Simultáneamente Pogorelich se dedicó también a la grabación en estudio. Su primer álbum LP, «Chopin Recital», grabado por Deutsche Grammophon en 1981, se convirtió en un éxito de ventas poco después de su lanzamiento y al año siguiente Pogorelich, como artista exclusivo del sello discográfico, comenzó a grabar de forma continuada. La notable discografía de Ivo Pogorelich, que cuenta hasta ahora con catorce álbumes y tres vídeos con interpretaciones de obras de una amplia gama estilístico -desde la música del barroco hasta obras de compositores del siglo XX- aparece como incomparable por la coherencia del concepto interpretativo que queda registrado en cada álbum.

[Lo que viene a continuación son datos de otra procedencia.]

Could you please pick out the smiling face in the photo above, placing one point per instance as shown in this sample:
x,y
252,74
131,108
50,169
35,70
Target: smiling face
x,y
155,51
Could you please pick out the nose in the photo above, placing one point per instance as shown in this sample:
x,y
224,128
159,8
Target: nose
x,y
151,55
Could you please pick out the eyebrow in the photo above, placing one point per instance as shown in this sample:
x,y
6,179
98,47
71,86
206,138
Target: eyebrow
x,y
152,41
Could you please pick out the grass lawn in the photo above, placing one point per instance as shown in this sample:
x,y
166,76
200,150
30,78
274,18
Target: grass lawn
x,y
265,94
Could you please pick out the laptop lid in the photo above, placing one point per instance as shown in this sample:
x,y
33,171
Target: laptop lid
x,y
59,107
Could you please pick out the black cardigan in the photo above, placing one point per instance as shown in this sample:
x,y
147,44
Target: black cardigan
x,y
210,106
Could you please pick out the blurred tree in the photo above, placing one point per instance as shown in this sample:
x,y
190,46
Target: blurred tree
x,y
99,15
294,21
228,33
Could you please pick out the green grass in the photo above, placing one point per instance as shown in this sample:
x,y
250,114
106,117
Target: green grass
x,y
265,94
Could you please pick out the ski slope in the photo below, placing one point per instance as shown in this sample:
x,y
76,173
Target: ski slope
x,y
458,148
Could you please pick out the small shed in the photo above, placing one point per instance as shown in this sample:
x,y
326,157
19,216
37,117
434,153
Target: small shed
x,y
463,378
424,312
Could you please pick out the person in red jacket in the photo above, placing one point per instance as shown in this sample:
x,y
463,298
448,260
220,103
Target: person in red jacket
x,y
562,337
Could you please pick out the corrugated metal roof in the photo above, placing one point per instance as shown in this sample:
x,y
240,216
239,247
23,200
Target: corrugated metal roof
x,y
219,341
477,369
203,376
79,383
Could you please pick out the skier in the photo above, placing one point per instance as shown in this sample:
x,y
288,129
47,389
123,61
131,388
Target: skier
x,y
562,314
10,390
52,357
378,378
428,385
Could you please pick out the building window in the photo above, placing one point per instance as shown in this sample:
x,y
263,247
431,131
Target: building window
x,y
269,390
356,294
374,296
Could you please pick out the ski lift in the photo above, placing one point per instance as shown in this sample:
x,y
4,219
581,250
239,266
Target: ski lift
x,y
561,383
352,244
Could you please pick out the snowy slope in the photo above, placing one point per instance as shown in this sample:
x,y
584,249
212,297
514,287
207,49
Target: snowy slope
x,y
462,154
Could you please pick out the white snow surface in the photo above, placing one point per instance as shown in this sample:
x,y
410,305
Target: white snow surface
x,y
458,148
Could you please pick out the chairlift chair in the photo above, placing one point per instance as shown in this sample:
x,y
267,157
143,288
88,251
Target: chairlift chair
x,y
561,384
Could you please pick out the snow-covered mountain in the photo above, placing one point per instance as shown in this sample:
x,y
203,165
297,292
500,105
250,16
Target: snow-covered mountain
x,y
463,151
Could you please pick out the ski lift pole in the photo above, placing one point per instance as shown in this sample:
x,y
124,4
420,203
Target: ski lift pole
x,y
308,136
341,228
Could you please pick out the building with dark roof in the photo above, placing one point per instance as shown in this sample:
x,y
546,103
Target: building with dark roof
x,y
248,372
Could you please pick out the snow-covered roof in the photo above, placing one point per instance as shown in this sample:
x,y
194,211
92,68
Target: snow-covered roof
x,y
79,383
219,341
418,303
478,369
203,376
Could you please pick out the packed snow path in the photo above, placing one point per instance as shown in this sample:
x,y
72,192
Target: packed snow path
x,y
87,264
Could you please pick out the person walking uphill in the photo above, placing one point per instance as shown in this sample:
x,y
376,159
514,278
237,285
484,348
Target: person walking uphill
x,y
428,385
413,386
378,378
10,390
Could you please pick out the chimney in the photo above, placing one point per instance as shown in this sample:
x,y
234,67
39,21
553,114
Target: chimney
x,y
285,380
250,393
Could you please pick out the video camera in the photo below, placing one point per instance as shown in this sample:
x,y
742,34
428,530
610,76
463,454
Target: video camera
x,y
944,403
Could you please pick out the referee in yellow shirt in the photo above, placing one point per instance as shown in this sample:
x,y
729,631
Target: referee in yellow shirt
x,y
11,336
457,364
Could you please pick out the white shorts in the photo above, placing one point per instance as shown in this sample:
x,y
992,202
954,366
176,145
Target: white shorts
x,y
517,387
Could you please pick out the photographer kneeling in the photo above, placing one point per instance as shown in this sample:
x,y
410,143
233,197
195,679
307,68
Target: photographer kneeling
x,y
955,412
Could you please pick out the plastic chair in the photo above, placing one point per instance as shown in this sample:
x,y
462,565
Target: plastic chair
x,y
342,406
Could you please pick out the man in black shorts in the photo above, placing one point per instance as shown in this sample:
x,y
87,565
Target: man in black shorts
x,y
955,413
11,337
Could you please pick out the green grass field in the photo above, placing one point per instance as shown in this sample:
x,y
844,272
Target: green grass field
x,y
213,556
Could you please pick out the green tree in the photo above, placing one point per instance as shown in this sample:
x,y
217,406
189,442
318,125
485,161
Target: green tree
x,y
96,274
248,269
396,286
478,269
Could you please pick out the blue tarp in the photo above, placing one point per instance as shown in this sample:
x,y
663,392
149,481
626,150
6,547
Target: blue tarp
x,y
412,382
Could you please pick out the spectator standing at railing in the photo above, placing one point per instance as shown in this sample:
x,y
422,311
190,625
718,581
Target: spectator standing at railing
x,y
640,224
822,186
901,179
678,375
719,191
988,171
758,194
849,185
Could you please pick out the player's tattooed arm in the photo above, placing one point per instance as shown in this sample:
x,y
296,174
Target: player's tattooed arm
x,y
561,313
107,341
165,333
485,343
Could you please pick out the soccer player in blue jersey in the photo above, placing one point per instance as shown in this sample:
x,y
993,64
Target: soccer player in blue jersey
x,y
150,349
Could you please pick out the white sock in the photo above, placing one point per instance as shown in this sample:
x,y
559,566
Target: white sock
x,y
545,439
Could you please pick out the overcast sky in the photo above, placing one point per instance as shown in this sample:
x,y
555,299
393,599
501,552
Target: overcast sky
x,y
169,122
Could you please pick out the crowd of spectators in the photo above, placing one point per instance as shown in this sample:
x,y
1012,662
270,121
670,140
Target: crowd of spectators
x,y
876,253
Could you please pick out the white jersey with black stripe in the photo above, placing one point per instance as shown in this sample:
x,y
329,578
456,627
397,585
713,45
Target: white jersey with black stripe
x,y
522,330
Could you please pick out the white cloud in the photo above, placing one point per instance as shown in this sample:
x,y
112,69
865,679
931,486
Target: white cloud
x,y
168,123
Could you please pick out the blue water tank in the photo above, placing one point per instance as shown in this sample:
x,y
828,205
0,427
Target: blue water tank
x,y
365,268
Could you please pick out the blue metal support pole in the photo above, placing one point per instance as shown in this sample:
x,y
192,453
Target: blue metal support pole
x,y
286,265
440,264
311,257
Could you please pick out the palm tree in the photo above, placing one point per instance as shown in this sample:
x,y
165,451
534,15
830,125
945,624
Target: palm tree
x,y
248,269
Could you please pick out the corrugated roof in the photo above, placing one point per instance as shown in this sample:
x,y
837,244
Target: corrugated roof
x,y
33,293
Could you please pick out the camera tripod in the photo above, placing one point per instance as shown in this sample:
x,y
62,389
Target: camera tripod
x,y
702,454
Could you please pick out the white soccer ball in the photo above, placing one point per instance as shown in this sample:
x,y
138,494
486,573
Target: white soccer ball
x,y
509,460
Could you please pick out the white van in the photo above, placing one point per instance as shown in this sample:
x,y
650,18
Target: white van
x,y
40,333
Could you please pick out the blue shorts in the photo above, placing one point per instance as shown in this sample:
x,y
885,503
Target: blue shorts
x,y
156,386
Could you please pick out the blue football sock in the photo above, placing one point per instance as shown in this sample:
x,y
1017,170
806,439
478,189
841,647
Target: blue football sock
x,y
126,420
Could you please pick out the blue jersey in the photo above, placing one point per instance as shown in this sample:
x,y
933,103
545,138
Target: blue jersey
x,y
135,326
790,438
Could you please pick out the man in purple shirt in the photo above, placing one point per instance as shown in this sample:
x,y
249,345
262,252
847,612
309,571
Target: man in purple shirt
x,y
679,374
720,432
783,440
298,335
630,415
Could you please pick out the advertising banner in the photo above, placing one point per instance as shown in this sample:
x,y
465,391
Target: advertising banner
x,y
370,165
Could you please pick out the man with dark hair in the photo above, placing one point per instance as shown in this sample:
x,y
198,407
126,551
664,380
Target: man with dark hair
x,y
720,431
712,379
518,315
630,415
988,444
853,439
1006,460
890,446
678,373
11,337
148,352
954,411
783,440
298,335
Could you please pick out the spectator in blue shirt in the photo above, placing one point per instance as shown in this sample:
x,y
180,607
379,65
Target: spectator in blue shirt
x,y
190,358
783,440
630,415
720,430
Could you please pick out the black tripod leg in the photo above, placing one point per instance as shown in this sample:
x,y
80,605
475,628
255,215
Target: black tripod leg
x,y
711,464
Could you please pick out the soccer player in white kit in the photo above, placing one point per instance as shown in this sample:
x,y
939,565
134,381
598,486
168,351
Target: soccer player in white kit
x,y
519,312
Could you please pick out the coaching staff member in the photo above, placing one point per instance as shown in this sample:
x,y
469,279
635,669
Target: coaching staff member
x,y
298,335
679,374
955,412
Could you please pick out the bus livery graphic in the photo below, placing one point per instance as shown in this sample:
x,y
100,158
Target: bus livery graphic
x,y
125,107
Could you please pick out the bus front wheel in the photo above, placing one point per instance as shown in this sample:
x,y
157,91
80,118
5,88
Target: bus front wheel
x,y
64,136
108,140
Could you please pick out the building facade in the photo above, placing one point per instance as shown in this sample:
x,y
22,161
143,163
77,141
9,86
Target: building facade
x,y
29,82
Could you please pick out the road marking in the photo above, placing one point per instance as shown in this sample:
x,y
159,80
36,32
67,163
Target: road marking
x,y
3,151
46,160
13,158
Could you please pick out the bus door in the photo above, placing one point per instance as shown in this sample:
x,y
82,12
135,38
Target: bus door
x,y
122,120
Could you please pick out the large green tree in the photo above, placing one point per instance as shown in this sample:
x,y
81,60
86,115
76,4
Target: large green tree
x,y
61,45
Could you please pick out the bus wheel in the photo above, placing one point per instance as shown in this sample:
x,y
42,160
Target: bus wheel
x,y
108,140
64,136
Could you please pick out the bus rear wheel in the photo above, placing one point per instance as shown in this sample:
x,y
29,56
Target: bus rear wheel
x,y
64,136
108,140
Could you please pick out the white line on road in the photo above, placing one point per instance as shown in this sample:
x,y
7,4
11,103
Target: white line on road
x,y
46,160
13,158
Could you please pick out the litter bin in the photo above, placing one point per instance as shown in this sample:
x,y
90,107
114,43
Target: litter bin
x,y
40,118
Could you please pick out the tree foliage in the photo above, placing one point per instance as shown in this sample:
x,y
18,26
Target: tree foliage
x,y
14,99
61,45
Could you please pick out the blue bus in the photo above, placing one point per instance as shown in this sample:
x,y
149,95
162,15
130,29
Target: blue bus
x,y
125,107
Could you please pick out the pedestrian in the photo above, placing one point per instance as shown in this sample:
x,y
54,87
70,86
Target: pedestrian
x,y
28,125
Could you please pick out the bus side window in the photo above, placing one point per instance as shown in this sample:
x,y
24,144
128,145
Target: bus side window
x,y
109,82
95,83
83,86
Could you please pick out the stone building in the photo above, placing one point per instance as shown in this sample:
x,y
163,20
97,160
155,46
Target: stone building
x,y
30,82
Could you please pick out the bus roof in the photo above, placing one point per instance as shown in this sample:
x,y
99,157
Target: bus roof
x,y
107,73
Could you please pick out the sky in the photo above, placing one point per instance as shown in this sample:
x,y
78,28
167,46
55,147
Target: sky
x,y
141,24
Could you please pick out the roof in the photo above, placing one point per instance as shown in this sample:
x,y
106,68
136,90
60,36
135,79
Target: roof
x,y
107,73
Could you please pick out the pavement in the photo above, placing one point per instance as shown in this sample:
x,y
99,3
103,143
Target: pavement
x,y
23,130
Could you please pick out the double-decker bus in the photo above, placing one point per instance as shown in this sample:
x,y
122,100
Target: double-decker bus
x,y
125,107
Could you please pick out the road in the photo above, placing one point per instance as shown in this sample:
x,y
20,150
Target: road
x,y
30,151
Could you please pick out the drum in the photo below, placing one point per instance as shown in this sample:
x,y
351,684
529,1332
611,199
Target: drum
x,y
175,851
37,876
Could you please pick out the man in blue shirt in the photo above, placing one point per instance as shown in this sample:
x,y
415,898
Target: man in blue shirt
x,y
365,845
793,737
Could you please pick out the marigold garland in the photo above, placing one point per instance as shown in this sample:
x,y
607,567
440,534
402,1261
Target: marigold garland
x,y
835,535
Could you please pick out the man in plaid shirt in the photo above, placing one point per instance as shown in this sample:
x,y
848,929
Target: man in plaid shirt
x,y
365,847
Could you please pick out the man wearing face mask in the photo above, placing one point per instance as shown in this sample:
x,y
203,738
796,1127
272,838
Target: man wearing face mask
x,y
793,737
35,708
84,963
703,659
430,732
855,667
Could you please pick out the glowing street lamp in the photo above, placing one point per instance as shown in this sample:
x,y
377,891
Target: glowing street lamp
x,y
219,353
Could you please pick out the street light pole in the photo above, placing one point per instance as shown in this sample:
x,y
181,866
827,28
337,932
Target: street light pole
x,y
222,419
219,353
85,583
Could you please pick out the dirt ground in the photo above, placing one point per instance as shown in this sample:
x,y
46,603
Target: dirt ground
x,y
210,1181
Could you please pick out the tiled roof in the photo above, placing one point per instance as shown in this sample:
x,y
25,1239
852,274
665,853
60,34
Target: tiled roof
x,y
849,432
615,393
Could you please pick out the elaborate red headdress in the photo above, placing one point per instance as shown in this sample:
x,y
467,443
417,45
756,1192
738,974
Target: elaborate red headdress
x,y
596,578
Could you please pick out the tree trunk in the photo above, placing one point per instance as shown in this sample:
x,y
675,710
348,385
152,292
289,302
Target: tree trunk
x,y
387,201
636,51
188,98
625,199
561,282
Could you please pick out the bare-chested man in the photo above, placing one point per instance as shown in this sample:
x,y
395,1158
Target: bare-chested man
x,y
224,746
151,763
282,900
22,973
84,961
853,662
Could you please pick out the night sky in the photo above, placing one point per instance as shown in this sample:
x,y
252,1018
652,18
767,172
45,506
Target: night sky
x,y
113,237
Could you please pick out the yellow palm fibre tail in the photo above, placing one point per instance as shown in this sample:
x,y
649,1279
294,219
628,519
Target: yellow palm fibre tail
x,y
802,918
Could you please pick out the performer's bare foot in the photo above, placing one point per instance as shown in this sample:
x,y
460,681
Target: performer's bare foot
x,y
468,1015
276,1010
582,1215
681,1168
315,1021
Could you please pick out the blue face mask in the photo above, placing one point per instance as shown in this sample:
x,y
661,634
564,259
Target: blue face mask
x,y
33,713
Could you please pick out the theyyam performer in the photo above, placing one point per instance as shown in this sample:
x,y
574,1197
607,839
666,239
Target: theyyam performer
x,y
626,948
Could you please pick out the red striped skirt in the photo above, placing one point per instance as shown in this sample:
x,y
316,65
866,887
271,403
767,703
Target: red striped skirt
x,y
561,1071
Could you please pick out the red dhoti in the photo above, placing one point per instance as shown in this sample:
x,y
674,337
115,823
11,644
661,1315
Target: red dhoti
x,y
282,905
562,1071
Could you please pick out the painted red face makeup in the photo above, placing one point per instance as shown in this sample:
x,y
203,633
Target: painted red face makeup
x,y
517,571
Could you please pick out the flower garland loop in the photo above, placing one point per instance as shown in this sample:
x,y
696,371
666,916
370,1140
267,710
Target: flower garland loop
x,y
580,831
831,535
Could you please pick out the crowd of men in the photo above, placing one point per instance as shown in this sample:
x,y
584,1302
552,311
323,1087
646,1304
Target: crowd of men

Además de su rica y diversa carrera profesional por todo el mundo, que cuenta ya con más de cuarenta años sin interrupción, Pogorelich es también una persona socialmente comprometida, especialmente en tareas humanitarias y en la ayuda a jóvenes artistas. Con el fin de apoyar a estos artistas jóvenes, Pogorelich estableció Fund for Young Musicians en Zabreb en 1986, orientado a financiar la actividad profesional de estos estudiantes en el extranjero. Fundó igualmente el “Ivo Pogorelich” international music festival en Bad Wörishofen, Alemania, en 1989, el cual, a lo largo de nueve años de existencia, ha ido cumpliendo el propósito de ayudar a un gran número de jóvenes músicos, así como conjuntos y orquestas, en su camino hacia su consolidación internacional. Por su polifacético compromiso en la promoción de los más altos valores de la cultura, el arte y la educación, Pogorelich fue el primer músico clásico en alcanzar, en 1988, el honor de ser nombrado Embajador de buena voluntad de la Unesco. En su empeño para contribuir adicionalmente a la promoción de los criterios profesionales y sistema de valores en el campo del arte del piano, Pogorelich creó el «Ivo Pogorelich International Solo Piano Competition» en Pasadena, Estados Unidos, en 1993.